For every job lost at Ford, how many will be lost downstream due to closure of the plant? These are well-paying manufacturing jobs that would be lost.

It's not like other jurisdictions are not investing in supporting these industries - many are doing so aggressively. The alternative is to watch as these jobs disappear to Mexico, or China. Once these positions are gone, they are not coming back.

I hear you (or read you:) ); but imho it's not long term sustainable. The patient - Ford - is dying. If the patient can miraculously self heal and get out of bed they need to re-invent/re-tool and get into another business/look to increase market/export more Ford F150 trucks... whatever.

I'm afraid Hydrogen, that the 80mil will not be used for innovation but to reopen and go through the old motions and stave off the inevitable. Businesses and markets come and go, new ones replace old. Masseys gone, so has McDonnell Douglas.

If anything, the 80mil should be used to retrain/re-locate the younger displaced workers and ease the plus 50s into some sort of partially government funded early retirement - a kind of disability payment, if you will, for the able bodied unemployable.
 
Yeah, but then Harper is doing this during an election, and knows that the Liberals would not argue about refusing similar funding.

They don't need to. They don't need to say anything at all. All they need is a clip saying explicitly that he won't give money for the Essex engine plant, spliced with a clip 6 months later of Harper announcing money for same said plant. Perhaps finish it with:

Stephen Harper.
Leadership?
 
For every job lost at Ford, how many will be lost downstream due to closure of the plant? These are well-paying manufacturing jobs that would be lost.

It's not like other jurisdictions are not investing in supporting these industries - many are doing so aggressively.

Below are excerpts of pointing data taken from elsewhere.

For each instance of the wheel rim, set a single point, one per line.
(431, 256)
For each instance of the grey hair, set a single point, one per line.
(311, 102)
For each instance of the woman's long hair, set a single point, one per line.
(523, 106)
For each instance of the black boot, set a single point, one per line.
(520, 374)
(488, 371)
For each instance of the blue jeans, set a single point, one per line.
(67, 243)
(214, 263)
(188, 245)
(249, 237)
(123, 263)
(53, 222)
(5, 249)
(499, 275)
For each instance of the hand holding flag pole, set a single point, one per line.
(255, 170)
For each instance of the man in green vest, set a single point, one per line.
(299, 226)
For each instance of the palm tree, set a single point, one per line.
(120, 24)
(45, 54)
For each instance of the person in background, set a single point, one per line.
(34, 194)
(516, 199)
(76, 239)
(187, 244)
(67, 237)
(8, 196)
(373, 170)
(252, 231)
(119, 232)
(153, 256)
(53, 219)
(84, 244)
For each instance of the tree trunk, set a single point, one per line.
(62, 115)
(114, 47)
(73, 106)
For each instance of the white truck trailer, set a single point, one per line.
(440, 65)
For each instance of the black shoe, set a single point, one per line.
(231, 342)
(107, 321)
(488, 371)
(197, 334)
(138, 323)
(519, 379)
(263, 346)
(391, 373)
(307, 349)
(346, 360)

The alternative is to watch as these jobs disappear to Mexico, or China. Once these positions are gone, they are not coming back.

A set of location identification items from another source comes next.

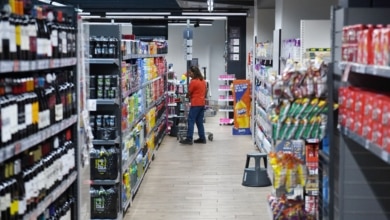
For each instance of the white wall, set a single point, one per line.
(296, 10)
(265, 24)
(249, 39)
(208, 47)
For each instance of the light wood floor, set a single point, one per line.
(202, 181)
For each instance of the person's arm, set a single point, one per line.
(190, 89)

Those jobs are already gone. This payment will only stave off the closing for a few years.

Let them die.

What we should be doing, if anything, is protecting our proto-multinational firms. It's pathetic that RIM is just about the only new multinational that we've managed to produce in decades. Most of the others were allowed to be snapped up in highly leveraged take-overs. Most of those takeovers couldn't occur today due to the more realistic credit market.